# Z4Root



## jgreenage (Jun 13, 2011)

Hi I just SBF'd back to 2.3.34 and for some reason z4root will not complete the root process. I need root so that I can setup CM7. Does anyone have any suggestions to make this work? I am open to using a different method to root the phone.

Thanks


----------



## jlloyd (Jun 11, 2011)

Does it just continually run or does it stop and you are not rooted? If it runs for anything over five minutes or so stop Z4 and start it again normally works then. Also I believe gingerbreak will work on froyo as well if you are not having luck with Z4.


----------



## Dewguzzler (Jun 6, 2011)

make sure u have adb debugging checked on, reboot, and try it again


----------



## razorloves (Jun 7, 2011)

jgreenage said:


> Hi I just SBF'd back to 2.3.34 and for some reason z4root will not complete the root process. I need root so that I can setup CM7. Does anyone have any suggestions to make this work? I am open to using a different method to root the phone.
> 
> Thanks


this is a common problem. just reboot and it should work.


----------



## AndroidSims (Jun 7, 2011)

I have the same issue, but iit never works no matter how many times I reboot. I just have to use the terminal emulator rageagainstthecage.zip method.

Sent from my DROIDX using Tapatalk


----------



## jonwgee (Jun 6, 2011)

Put your phone in airplane mode before you start z4root, makes it go faster

Sent from my DROIDX using Tapatalk


----------



## kdkinc (Jun 7, 2011)

I've been using GingerBreaker to "root".
Is there any reason I shouldn't ?
GingerBreaker works for me on all rom updates.

Thanks


----------



## Caveman419 (Jun 10, 2011)

Z4Root works about half of the time on the first try for me and the other times I have to pull the battery and run it a second time before it completes.


----------



## cuccilover (Jul 12, 2011)

I would like to know how to install z4root once downloaded. Any help will be great. Thank you.


----------



## mines_01 (Jun 10, 2011)

cuccilover said:


> I would like to know how to install z4root once downloaded. Any help will be great. Thank you.


Check unknown sources in the application menu of your settings. open the 'files' app and navigate to where you have it downloaded then click it and hit install.


----------



## SyNiK4L (Jun 7, 2011)

interesting that, some of yall have had this problem.

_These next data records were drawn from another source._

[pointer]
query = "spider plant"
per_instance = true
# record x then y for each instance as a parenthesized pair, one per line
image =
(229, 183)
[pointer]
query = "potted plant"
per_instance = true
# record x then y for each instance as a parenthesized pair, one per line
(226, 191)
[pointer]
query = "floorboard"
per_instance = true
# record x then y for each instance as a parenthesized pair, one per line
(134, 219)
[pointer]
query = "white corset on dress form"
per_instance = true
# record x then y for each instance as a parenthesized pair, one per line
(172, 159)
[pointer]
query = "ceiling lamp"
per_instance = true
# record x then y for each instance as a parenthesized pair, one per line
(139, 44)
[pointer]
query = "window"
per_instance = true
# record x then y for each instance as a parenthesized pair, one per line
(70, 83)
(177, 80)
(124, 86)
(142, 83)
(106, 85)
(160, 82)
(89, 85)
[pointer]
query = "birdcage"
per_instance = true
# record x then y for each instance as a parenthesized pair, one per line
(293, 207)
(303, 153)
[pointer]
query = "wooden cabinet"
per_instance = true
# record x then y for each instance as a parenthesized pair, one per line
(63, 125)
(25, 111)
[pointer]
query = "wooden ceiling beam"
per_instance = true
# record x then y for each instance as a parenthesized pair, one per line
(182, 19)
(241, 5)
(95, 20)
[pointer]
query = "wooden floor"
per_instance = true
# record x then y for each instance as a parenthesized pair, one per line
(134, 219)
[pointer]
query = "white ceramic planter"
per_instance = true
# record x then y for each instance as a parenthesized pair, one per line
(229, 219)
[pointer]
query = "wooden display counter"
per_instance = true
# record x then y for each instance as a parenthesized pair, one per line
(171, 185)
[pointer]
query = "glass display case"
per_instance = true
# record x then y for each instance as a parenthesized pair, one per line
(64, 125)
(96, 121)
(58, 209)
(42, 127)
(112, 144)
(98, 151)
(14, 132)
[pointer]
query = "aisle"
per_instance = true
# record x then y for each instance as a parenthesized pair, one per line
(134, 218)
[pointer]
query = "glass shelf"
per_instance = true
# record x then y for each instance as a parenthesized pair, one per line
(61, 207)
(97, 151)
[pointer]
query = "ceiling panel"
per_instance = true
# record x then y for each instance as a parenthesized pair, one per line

I literally have never had a problem with z4root. the only thing iv ever had a problem with, is accidently forgetting to turn on usb debugging.


----------



## Guest (Jul 15, 2011)

I've always found that after a SBF, Z4Root will stick at the first phase unless I reboot my phone after SBFing and before running Z4Root. I've just gotten into the habit of rebooting it once it boots up after a SBF to prevent that from occurring. I was literally able to reproduce it every single time.


----------



## Jmoney4769 (Jun 7, 2011)

Seems to be you just have to reboot once and you are all set


----------